Pada tanggal 6 Maret 2016, Yayasan Lembaga SABDA diundang untuk memberikan seminar di Jakarta International Christian Fellowship (JICF) dengan tema "The Digital WORD for A Digital World". Pada kesempatan ini, Ibu Yulia Oeniyati (Ketua Yayasan Lembaga SABDA) menyampaikan bahwa Alkitab memanggil setiap orang percaya untuk memberitakan Injil (Matius 28:18-19).
Sebagai pionir pelayanan digital, SABDA melihat bagaimana Allah memakai teknologi untuk menyebarkan Kabar Baik di era digital ini. Pada zaman di mana semua orang sudah terkoneksi secara digital, sudah sepantasnya dan seharusnya pelayanan gereja pun berubah dengan memanfaatkan teknologi. Namun, sayang sekali, banyak gereja di Indonesia yang masih enggan, bahkan menolak memakai teknologi sebagai alat pelayanan.
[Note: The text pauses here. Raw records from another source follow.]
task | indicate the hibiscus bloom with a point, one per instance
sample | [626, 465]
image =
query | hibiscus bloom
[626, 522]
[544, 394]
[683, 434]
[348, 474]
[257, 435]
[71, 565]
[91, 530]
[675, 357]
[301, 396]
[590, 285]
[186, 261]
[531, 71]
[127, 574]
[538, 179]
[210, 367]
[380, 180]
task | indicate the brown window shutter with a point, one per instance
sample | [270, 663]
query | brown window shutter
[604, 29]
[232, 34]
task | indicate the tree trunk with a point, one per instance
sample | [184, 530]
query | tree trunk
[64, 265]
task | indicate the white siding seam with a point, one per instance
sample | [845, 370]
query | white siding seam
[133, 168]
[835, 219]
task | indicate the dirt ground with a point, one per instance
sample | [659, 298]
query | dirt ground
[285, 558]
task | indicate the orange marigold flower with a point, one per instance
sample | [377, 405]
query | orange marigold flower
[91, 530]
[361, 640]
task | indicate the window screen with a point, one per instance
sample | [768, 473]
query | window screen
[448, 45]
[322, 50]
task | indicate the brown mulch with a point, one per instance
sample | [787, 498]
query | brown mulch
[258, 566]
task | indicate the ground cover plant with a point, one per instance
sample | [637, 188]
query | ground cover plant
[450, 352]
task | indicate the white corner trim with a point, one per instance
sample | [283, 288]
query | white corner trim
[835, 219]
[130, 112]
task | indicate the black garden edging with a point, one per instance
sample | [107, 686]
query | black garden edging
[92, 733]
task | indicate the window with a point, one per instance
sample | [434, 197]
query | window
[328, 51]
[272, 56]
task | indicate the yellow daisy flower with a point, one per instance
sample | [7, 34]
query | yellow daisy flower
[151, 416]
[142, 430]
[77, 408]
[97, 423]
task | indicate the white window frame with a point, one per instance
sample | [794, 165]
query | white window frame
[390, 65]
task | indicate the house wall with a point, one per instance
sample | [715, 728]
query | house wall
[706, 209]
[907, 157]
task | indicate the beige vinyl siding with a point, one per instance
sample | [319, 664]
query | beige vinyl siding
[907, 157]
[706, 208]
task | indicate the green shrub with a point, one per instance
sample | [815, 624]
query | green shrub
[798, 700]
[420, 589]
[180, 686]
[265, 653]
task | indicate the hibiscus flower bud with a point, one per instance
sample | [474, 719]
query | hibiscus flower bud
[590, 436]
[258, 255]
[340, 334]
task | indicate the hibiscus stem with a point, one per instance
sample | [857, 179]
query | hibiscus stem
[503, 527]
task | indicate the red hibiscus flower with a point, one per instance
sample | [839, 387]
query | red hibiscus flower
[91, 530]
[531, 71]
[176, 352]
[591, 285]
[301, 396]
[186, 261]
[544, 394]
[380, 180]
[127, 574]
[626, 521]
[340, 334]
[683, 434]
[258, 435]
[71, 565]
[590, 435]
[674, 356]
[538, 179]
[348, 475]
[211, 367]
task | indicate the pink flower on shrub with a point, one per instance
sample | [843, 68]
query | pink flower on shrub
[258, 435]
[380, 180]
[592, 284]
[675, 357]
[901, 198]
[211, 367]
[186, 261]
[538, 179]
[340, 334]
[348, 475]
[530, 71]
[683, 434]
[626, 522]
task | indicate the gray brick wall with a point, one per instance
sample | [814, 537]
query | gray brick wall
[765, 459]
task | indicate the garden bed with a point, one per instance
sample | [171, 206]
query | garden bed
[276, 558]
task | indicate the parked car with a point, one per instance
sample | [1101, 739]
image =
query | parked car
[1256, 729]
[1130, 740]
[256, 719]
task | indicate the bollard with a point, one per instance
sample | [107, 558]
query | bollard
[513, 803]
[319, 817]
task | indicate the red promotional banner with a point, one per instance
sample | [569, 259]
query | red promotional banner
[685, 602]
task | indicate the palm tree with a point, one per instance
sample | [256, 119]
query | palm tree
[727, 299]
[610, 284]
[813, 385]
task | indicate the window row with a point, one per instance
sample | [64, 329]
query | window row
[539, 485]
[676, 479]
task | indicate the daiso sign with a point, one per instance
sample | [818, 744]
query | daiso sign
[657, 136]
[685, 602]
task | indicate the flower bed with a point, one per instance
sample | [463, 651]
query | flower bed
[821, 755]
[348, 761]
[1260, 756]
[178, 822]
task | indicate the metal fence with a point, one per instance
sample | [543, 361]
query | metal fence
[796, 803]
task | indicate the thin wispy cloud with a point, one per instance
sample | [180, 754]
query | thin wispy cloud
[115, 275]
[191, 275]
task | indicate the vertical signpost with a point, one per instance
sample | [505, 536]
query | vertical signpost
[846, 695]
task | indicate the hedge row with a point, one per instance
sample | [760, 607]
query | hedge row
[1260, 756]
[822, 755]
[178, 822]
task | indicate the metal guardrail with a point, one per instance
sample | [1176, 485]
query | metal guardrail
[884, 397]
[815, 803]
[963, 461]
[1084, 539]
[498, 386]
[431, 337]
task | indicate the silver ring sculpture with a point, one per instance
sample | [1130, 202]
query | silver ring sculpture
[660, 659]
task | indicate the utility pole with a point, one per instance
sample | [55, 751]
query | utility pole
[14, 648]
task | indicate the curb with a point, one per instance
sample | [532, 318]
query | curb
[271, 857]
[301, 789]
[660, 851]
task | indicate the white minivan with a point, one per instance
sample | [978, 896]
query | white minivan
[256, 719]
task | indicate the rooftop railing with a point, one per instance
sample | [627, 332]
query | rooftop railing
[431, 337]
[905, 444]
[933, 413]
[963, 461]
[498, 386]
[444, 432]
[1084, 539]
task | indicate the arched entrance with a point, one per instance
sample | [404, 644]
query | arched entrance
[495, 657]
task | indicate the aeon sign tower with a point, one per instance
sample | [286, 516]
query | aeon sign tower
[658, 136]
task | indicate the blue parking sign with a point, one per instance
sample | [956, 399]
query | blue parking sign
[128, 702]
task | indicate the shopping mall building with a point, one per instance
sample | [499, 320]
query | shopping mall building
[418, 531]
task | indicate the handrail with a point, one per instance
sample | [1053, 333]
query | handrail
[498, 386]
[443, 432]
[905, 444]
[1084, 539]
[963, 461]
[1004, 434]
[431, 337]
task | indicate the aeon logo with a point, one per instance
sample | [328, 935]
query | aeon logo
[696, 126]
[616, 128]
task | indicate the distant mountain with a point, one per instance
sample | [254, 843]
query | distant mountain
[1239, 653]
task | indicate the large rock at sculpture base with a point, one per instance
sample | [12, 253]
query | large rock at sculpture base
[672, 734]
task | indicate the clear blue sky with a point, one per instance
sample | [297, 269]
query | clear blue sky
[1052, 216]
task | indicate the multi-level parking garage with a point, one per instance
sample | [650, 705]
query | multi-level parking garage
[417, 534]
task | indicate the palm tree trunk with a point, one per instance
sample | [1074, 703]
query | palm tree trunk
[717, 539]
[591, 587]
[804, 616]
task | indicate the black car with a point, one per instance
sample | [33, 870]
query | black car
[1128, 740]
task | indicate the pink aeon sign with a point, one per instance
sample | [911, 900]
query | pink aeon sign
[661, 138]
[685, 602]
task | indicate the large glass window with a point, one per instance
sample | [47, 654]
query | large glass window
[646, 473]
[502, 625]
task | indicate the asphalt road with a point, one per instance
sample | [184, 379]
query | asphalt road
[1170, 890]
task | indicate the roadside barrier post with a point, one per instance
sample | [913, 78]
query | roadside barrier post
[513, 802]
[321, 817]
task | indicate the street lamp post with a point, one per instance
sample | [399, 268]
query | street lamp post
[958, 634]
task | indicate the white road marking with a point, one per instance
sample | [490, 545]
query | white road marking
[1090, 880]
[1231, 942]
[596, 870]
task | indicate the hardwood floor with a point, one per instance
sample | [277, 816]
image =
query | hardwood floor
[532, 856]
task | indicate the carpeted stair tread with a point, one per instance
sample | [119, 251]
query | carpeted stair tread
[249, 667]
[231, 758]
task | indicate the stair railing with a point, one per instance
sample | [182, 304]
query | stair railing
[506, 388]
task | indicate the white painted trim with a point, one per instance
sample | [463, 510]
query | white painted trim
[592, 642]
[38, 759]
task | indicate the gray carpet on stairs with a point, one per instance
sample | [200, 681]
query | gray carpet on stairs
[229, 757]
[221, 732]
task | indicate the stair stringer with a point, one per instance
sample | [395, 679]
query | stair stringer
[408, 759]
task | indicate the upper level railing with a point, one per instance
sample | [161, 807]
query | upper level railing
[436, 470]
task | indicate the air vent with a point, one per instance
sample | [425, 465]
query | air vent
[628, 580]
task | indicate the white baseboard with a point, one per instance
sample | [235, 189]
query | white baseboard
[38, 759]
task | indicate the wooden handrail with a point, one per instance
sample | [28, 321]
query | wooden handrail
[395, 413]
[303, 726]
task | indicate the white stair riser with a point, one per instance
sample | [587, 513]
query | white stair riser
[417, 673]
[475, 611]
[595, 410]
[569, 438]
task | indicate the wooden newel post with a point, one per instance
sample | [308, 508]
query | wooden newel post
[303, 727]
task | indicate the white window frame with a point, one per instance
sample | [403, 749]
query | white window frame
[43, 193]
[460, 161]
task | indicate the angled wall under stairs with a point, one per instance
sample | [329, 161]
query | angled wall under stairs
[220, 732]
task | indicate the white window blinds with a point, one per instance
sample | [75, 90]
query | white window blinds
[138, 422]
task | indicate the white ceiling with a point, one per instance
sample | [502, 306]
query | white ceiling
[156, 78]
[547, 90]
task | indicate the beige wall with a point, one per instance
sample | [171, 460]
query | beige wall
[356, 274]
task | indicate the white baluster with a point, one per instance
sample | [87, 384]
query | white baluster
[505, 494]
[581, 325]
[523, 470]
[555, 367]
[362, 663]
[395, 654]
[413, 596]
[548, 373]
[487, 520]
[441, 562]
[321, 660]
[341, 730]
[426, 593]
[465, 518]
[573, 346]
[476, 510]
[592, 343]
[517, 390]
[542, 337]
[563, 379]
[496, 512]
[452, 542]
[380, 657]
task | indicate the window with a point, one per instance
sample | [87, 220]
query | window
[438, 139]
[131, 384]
Menurut pakar pemasaran, menjelang tahun 2020, masyarakat akan didominasi oleh generasi "digital native" dan memengaruhi berbagai sektor kehidupan, termasuk dalam hal agama. Hanya ada dua kemungkinan yang akan terjadi pada masa depan: Pertama, generasi muda akan menjadi orang-orang yang tak bergereja karena gereja menjadi tidak lagi relevan dengan anak-anak muda. Atau kedua, terbentuknya suatu pelayanan baru di mana gereja-gereja menjadi lebih dihidupi oleh anak-anak muda yang rindu melayani sesuai dengan zamannya.
Dari respons beberapa peserta, kami menangkap bahwa mereka bukannya tidak mau menjangkau para digital native, melainkan mereka belum melihat urgensi keberadaan generasi digital native yang juga memerlukan Injil bagi zamannya. Kiranya Roh Kudus menggerakkan hati dan langkah setiap peserta untuk mulai mengerjakan ladang misi modern di dunia digital ini. Dengan bahan-bahan digital yang peserta dapatkan dari pelayanan SABDA, mereka sudah bisa mulai melakukan langkah awal untuk menjangkau generasi digital.
Bagaimana pendapat para Sahabat mengenai pelayanan misi untuk generasi digital? Apakah kita perlu mendefinisikan ulang pelayanan kita sesuai dengan kebutuhan zaman digital saat ini? Mari kita berdiskusi!